Sia a Roma sia a Milano il Pd ha organizzato delle primarie per scegliere il proprio candidato. Ai gazebo hanno prevalso i due candidati in qualche modo indicati dalla segreteria: Roberto Giachetti e Giuseppe Sala. Apriti cielo. A Milano Francesca Balzani, vice di Pisapia, in un’intervista al Corriere della Sera, fa capire di non essere troppo disposta ad impegnarsi per Sala, rinunciando addirittura alla candidatura nella lista del PD. Quel che basta per cercare di indebolire il vincitore delle primarie, e, soprattutto, un tentativo evidente di aprire più spazio possibile a sinistra del PD e favorire un candidato di sinistra-sinistra.

A Roma, pare proprio che qualcuno stia cercando di organizzare qualcosa di addirittura più discutibile. Massimo D’Alema starebbe organizzando la candidatura a sindaco dell’ex ministro Massimo Bray. Ovviamente Bray non ha nessuna speranza di vincere. Al massimo farà il consigliere d’opposizione. Ma la sua discesa in campo potrebbe essere sufficiente a mettere i bastoni tra le ruote alla candidatura di Giachetti, il candidato scelto dagli elettori del PD alle primarie. Il tutto mentre il PD sembra in grado di compiere una rimonta che sarebbe comunque clamorosa. Infatti, sei mesi fa il PD a Roma era praticamente inesistente. I sondaggi una linea piatta. Ora, incredibilmente, quel ballottaggio che sembrava una chimera pochi mesi fa, sembrerebbe ora a portata di mano.
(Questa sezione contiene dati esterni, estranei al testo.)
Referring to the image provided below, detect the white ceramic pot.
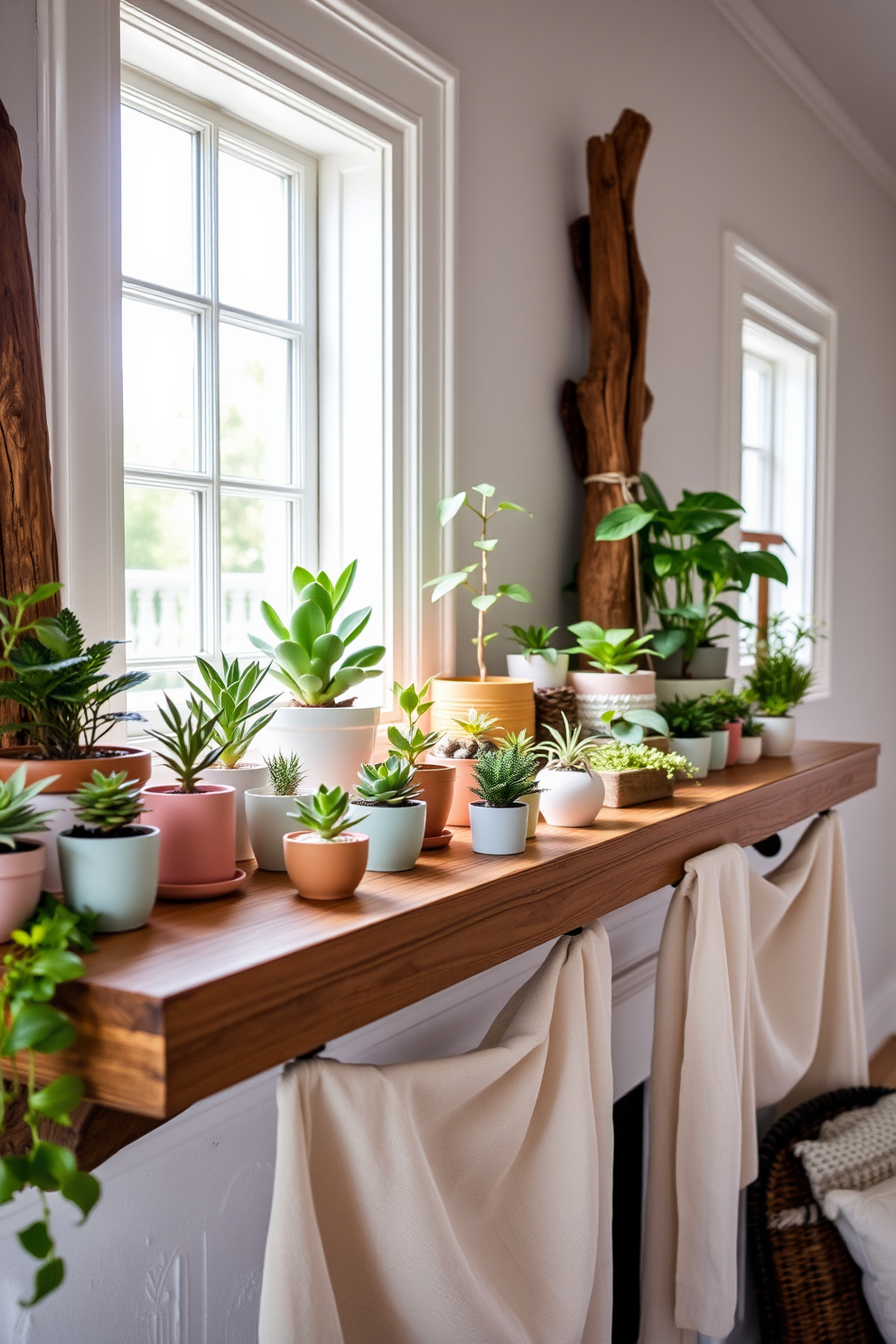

E veniamo all’intervista odierna di Massimo D’Alema al Corriere della Sera. L’ex presidente del Consiglio, quello che per salire a Palazzo Chigi fece fuori Romano Prodi, e che fu “dimissionato” dagli italiani alle regionali del 2000, benedice di fatto la candidatura di Massimo Bray, uomo legato alla sua fondazione Italiani Europei, contro il candidato del suo partito. Non contento, dopo aver tratteggiato un elogio sperticato di Denis Verdini, il sig. D’Alema disegna una crisi di consenso del Pd che è solo nel suo immaginario. I sondaggi raccontano di un Partito Democratico primo partito del paese, che governa un numero enorme di regioni, e costantemente al di sopra del risultato delle elezioni politiche del 2013. Infine, Massimo D’Alema strappa un sorriso ironico quando lancia la mozione degli affetti verso l’Ulivo, lui, uomo politico che nel passato ha incarnato l’avversione pura al progetto di Romano Prodi. E’ evidente che oggi Massimo D’Alema si mette fuori dal Partito Democratico, in pole position per lanciare un nuovo contenitore di sinistra-sinistra. Siamo curiosi di vedere quanto consenso sarà in grado di ottenere l’ex ministro degli esteri con la sua nuova creatura, se avrà il coraggio di vararla.

Per ora ci sentiamo di dire che la vecchia oligarchia del Pds non accetta di passare la mano. Quella di D’Alema & Co. è solo una lotta di potere per il potere. Con buona pace dello spirito dell’Ulivo, mai tanto amato dalle parti della corte del signor D’Alema.